Einstein adds the speed of light as the absolute reference point in his theory of relativity. This translates as zero inertia (or quantization). Thus, Einstein visualizes a scale of quantization/inertia that has a definite and absolute reference point of zero.

I cannot but think that Newton himself would rejoice that after 200 years the “ocean of undiscovered truth” has rolled back another stage. I do not think of him as censorious because we will not blindly apply his formula regardless of the knowledge that has since accumulated and in circumstances that he never had the opportunity of considering.

I am not going to describe the three tests here, since they are now well known and will be found in any of the numerous guides to relativity; but I would refer to the action of gravitation on light concerned in one of them.
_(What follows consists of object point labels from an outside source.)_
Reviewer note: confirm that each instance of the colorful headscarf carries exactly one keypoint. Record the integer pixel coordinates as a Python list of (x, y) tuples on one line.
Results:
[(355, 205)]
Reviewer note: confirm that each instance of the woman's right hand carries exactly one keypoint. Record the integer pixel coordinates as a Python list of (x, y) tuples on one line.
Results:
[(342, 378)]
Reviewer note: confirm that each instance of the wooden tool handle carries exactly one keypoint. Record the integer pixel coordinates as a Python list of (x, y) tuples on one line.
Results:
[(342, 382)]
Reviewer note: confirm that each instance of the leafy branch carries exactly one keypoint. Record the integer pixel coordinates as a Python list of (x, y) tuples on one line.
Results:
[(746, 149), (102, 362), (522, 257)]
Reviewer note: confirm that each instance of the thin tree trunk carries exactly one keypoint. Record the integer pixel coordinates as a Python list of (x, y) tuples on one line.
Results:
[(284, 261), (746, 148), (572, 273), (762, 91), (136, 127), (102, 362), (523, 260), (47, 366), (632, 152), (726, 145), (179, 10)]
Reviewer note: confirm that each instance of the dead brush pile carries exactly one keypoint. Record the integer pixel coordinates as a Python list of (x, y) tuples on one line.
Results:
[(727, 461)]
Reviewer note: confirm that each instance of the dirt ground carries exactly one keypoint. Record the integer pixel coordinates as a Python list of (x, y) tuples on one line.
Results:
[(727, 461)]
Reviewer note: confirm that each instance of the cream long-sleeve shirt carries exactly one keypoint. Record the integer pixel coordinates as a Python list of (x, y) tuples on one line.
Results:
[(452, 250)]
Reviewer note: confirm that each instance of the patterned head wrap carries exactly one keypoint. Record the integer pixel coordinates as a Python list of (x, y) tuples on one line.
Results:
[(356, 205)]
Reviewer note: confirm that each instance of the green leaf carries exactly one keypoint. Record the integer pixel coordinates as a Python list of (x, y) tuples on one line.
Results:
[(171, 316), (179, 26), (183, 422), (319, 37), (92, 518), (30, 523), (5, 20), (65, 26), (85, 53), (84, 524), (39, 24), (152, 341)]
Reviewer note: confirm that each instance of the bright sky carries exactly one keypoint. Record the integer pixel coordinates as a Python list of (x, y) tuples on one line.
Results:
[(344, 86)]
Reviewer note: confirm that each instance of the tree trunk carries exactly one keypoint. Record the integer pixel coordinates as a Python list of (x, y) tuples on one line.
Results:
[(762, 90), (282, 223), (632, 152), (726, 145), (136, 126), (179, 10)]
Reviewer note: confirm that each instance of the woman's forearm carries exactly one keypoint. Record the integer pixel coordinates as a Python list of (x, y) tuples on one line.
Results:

Light-waves in passing a massive body such as the sun are deflected through a small angle. This is additional evidence that the Newtonian picture of gravitation as a tug is inadequate. You cannot deflect waves by tugging at them, and clearly another representation of the agency which deflects them must be found.

The reference point of zero inertia is theoretical only, because light does have very small but finite inertia since it bends to sun’s gravitation.  But light’s inertia may be assumed to be zero relative to the inertia of material-substance. Therefore, the theory of relativity is successful when applied to gravity relating to matter.

Since light’s inertia cannot be assumed to be zero relative to the inertia of field-substance, it explains why the theory of relativity is not consistent with quantum mechanics. If we can only find a way to use the theoretical point of zero inertia mathematically in the theory of relativity, we may be able to establish its consistency with quantum theory.